Extraordinary Team Blog

Effective Teams Plan for Meeting Success

Posted by Kristin Arnold on January 15, 2010

If you don’t know the objectives and agenda prior to walking in to a meeting, you are doomed from the start.  Unless the meeting purpose and agenda is created at the beginning of the meeting, chances are you will be held captive in a group grope, attempting to discover something of some relevance to someone on this planet.

My hope is that you appreciate the fundamental importance of objectives and agenda, and that each time you get an email requesting your attendance, an agenda is attached.  If not, you go back to the team leader and request more information on the purpose and agenda for the meeting.  By being persistent, you increase the probability of team success during your limited time together.

If you would like to further increase team success, ask your teammates to come prepared to the meeting.  Preparation can take many forms:

Reading.  Suggest certain documents, articles, or books to read.  Send these suggestions out in enough time for the team to read and digest the information.  For larger packages of information, include summaries or key points for those who may not have enough time to read the entire package.

Ask Questions.  Pose questions to consider as they reflect on the meeting objectives and agenda.  You can ask rhetorical questions to stimulate thinking on a topic or send out a small survey, collect the answers and use the collective wisdom to launch the topic discussion.

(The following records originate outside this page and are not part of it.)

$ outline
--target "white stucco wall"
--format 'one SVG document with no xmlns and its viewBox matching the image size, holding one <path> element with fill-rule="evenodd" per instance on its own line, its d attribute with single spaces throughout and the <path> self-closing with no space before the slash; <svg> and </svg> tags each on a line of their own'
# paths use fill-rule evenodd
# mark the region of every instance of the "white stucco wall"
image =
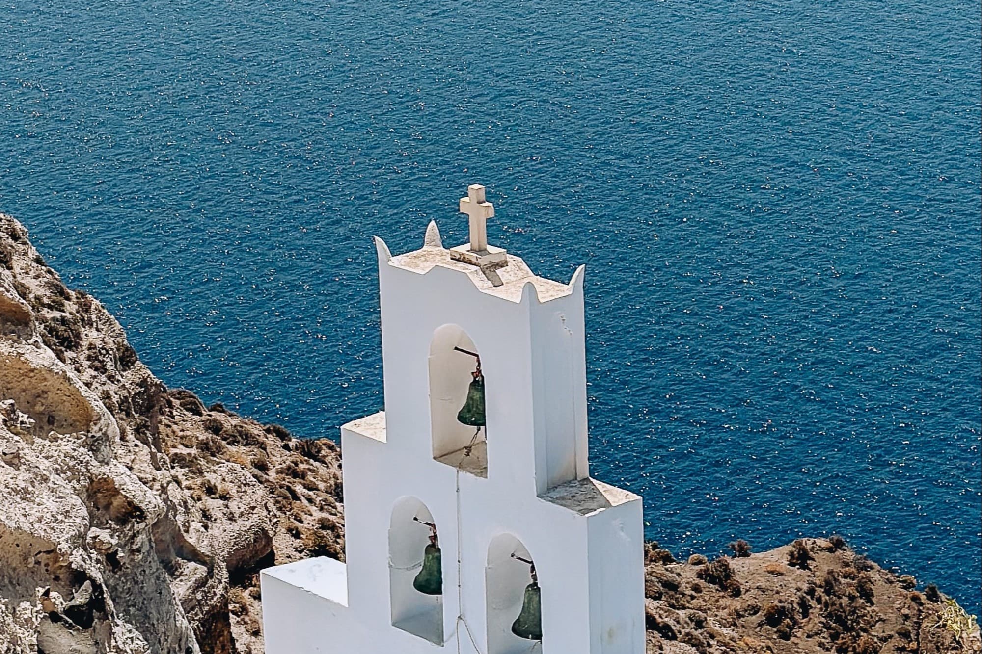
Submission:
<svg viewBox="0 0 982 654">
<path fill-rule="evenodd" d="M 347 565 L 263 572 L 266 651 L 641 654 L 641 500 L 587 475 L 582 270 L 561 285 L 522 277 L 524 263 L 509 257 L 493 285 L 446 251 L 393 258 L 378 243 L 385 412 L 342 428 Z M 486 477 L 434 460 L 430 353 L 446 325 L 481 356 Z M 458 366 L 463 383 L 469 364 Z M 463 404 L 460 390 L 436 392 Z M 422 558 L 426 529 L 407 522 L 415 502 L 439 532 L 443 645 L 393 627 L 414 601 L 421 615 L 436 602 L 407 590 L 414 572 L 394 571 Z M 535 561 L 541 644 L 507 630 L 528 567 L 502 560 L 503 543 Z"/>
</svg>

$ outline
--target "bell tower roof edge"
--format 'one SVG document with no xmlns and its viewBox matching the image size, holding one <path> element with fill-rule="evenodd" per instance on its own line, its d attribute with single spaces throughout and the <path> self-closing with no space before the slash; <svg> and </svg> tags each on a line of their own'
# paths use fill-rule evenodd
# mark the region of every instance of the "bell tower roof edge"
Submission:
<svg viewBox="0 0 982 654">
<path fill-rule="evenodd" d="M 459 208 L 468 217 L 468 243 L 445 247 L 440 229 L 431 220 L 419 249 L 392 255 L 385 243 L 376 237 L 379 262 L 420 275 L 437 267 L 454 270 L 469 277 L 479 291 L 514 302 L 521 301 L 526 284 L 532 285 L 540 302 L 547 302 L 571 295 L 577 281 L 582 280 L 582 266 L 573 273 L 571 283 L 564 284 L 539 277 L 521 257 L 488 244 L 487 219 L 494 217 L 495 208 L 487 201 L 486 190 L 481 185 L 467 187 L 467 195 L 461 198 Z"/>
</svg>

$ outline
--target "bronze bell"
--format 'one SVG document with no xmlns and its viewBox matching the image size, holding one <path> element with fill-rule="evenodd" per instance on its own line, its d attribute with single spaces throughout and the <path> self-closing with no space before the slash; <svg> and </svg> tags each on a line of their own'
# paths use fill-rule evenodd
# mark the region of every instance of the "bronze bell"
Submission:
<svg viewBox="0 0 982 654">
<path fill-rule="evenodd" d="M 429 545 L 423 550 L 423 567 L 412 579 L 412 587 L 424 595 L 443 594 L 443 567 L 435 533 L 430 536 Z"/>
<path fill-rule="evenodd" d="M 463 424 L 469 424 L 471 427 L 483 427 L 484 419 L 484 375 L 480 368 L 473 373 L 473 380 L 467 388 L 467 399 L 464 407 L 457 414 L 457 419 Z"/>
<path fill-rule="evenodd" d="M 515 557 L 524 561 L 519 557 Z M 542 591 L 539 588 L 535 565 L 532 565 L 532 582 L 525 586 L 525 596 L 521 600 L 521 613 L 512 624 L 512 633 L 519 638 L 542 640 Z"/>
</svg>

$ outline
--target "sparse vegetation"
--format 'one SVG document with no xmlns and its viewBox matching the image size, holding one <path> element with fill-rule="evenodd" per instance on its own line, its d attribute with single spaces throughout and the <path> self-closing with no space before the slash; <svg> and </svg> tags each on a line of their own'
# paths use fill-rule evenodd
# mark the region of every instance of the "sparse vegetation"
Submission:
<svg viewBox="0 0 982 654">
<path fill-rule="evenodd" d="M 938 622 L 935 627 L 942 627 L 951 631 L 960 642 L 962 637 L 970 631 L 975 630 L 977 618 L 970 616 L 954 599 L 945 600 L 945 608 L 938 614 Z"/>
<path fill-rule="evenodd" d="M 814 561 L 808 546 L 800 538 L 791 543 L 791 549 L 788 553 L 788 565 L 792 568 L 808 570 L 808 562 Z"/>
</svg>

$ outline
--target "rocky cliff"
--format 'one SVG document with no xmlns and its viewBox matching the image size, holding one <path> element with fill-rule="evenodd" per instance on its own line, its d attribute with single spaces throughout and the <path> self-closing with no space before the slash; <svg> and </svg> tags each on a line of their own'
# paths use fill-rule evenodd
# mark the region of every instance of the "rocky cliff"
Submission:
<svg viewBox="0 0 982 654">
<path fill-rule="evenodd" d="M 165 388 L 3 215 L 0 496 L 0 654 L 258 653 L 257 572 L 344 552 L 331 441 Z M 979 651 L 936 588 L 841 539 L 649 544 L 645 595 L 649 652 Z"/>
</svg>

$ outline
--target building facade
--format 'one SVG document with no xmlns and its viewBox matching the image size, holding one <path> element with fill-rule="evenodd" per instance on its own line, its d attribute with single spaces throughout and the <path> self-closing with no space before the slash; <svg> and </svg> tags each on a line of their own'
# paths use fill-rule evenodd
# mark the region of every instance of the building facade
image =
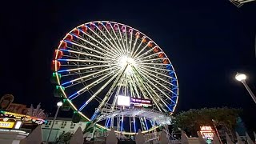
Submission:
<svg viewBox="0 0 256 144">
<path fill-rule="evenodd" d="M 58 141 L 59 136 L 65 133 L 74 134 L 78 127 L 81 127 L 82 130 L 84 130 L 86 122 L 80 122 L 78 123 L 73 123 L 72 118 L 57 118 L 54 123 L 53 122 L 54 118 L 48 118 L 45 124 L 42 125 L 42 139 L 46 142 L 50 127 L 53 126 L 53 130 L 51 131 L 49 142 Z"/>
</svg>

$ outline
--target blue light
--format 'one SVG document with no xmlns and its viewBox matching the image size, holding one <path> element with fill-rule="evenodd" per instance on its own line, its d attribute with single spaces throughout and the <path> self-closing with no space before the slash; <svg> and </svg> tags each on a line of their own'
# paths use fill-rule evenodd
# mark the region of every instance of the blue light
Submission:
<svg viewBox="0 0 256 144">
<path fill-rule="evenodd" d="M 58 70 L 58 73 L 63 73 L 63 72 L 67 72 L 67 70 Z"/>
<path fill-rule="evenodd" d="M 136 133 L 135 117 L 134 117 L 134 133 Z"/>
<path fill-rule="evenodd" d="M 122 131 L 122 124 L 123 124 L 123 116 L 122 117 L 121 131 Z"/>
<path fill-rule="evenodd" d="M 144 121 L 145 121 L 145 124 L 146 124 L 146 130 L 149 130 L 149 127 L 148 127 L 148 126 L 147 126 L 146 120 L 145 117 L 144 117 Z"/>
<path fill-rule="evenodd" d="M 67 59 L 58 59 L 58 61 L 60 61 L 60 62 L 66 62 Z"/>
<path fill-rule="evenodd" d="M 78 92 L 75 92 L 74 94 L 70 95 L 70 96 L 69 97 L 69 98 L 71 98 L 72 97 L 75 96 L 75 95 L 78 94 Z"/>
<path fill-rule="evenodd" d="M 64 85 L 66 85 L 66 84 L 69 84 L 69 83 L 71 83 L 71 81 L 65 82 L 65 83 L 62 83 L 62 86 L 64 86 Z"/>
<path fill-rule="evenodd" d="M 86 103 L 84 103 L 84 104 L 83 104 L 83 105 L 79 108 L 78 111 L 82 110 L 82 109 L 83 109 L 83 108 L 85 108 L 86 105 L 87 105 L 87 103 L 86 103 Z"/>
</svg>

Watch a Movie.  Many movies have wonderful scenes/stories that relate to the team’s mission.  Recommend watching a movie and then discuss its implications as an icebreaker.  For example, if you will be talking about team building, recommend they watch “Camelot,” The Englishman Who Went Up a Hill But Came Down a Mountain,” or “The Dirty Dozen” for ideas.

Interview Folks.  Meet one on one or with a few team members to ask specific, probing questions around the meeting objectives.  This will allow you to get a sense for the diversity of opinions that may exist over a controversial topic.

When you assign prework, make it clear what you want them to do and what you will do with the information.  For example, you might write in the meeting agenda, “Please think about…. and/or come prepared to discuss…so that we can…”  When your teammates do their prework, you’ll get a head start on the team’s work.

Question:  Do you prepare an agenda for each and every meeting?